Os dias no terreiro são atravessados por cansaço e alegria, contam que cuidar também consome energia, não só física. Muitos dos filhos de Orrani trabalham fora, e ainda assim chegam ao final da tarde para preparar as festas e as obrigações. O corpo cansado encontra repouso na força coletiva. Há quem chegue direto do serviço, ainda de uniforme, para ajudar nos ebós e nos preparos. Às vezes, nem dá tempo de voltar pra casa. Eles brincam dizendo que vivem em “jornada dupla”: trabalho e terreiro, terreiro e trabalho. Entre o suor e a fé, constroem uma rede de apoio que se fortalece a cada encontro, ali compartilham dificuldades, segredos de cozinha – onde os elementos utilizados nas festas e giras são feitos – brincadeiras e muita risada.

Abdicar de certos prazeres é parte do caminho. Muitas vezes, um toque coincide com o aniversário de um parente, uma festa ou um descanso merecido. E mesmo assim, estão lá, de branco, prontos para servir. Não se veem como mártires, mas como quem encontrou sentido em ajudar. É escolha e entrega, ressalta Angela. Estar no axé gente é abrir mão de estar em outros lugares pra estar aqui, fazendo pelo outro. E isso não é castigo pra quem aconselha – as entidades pedem um abraço aos consulentes, que são os visitantes da casa mas não possuem obrigações, oferecem um cigarro, um trago no cachimbo ou um golinho do marafo, que a gente conhece como cachaça – é amor.

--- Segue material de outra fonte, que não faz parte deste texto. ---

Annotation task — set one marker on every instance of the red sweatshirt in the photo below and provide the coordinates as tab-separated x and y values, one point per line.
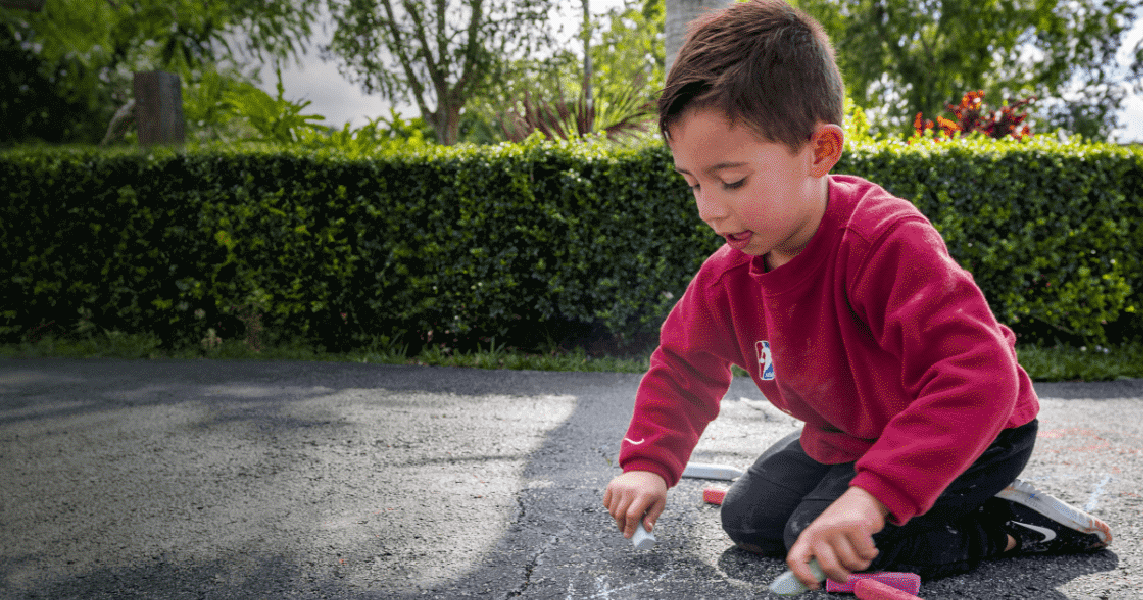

Entre a fumaça do incenso, a alfazema que banha o corpo dos convidados e dos filhos, do benjoim, da defumação que embaça o ambiente, barulho das panelas, a casa de axé se transforma num espaço de homenagem e conforto, tire seu sapato, suje seus pés e dance. Crianças brincam do lado de fora enquanto os adultos conversam. Não há luxo, casinhas de madeira com chão de terra batida, mas há pertencimento. Cada canto guarda uma história, cada vela acesa carrega o nome de alguém vivo, ou pra quem acredita, morto. A fé ali se vive sem receio, no toque dos ogans – responsáveis pelos batuques e pontos que balançam os corpos e chamam as pombagiras, malandros, caboclos e boiadeiros – eles diferente dos outros filhos da casa, não incorporam, mas são tão respeitados como os outros.

No fim do dia, quando o som dos atabaques cessa e o terreiro se esvazia, Gabrielly apaga as velas e sorri. Diz que o silêncio também é reza. E que, se há uma palavra capaz de resumir o que é viver dentro da umbanda, essa palavra é amor – o tipo de amor que se aprende com o tempo, nas pequenas tarefas, no convívio, no olhar. Um amor que não pede nada em troca, apenas segue, como o som que ecoa depois da última batida do tambor. A palavra mais dita pelas pessoas de axé, seja no candomblé, umbanda, tambor de mina, jurema sagrada é essa: comuna.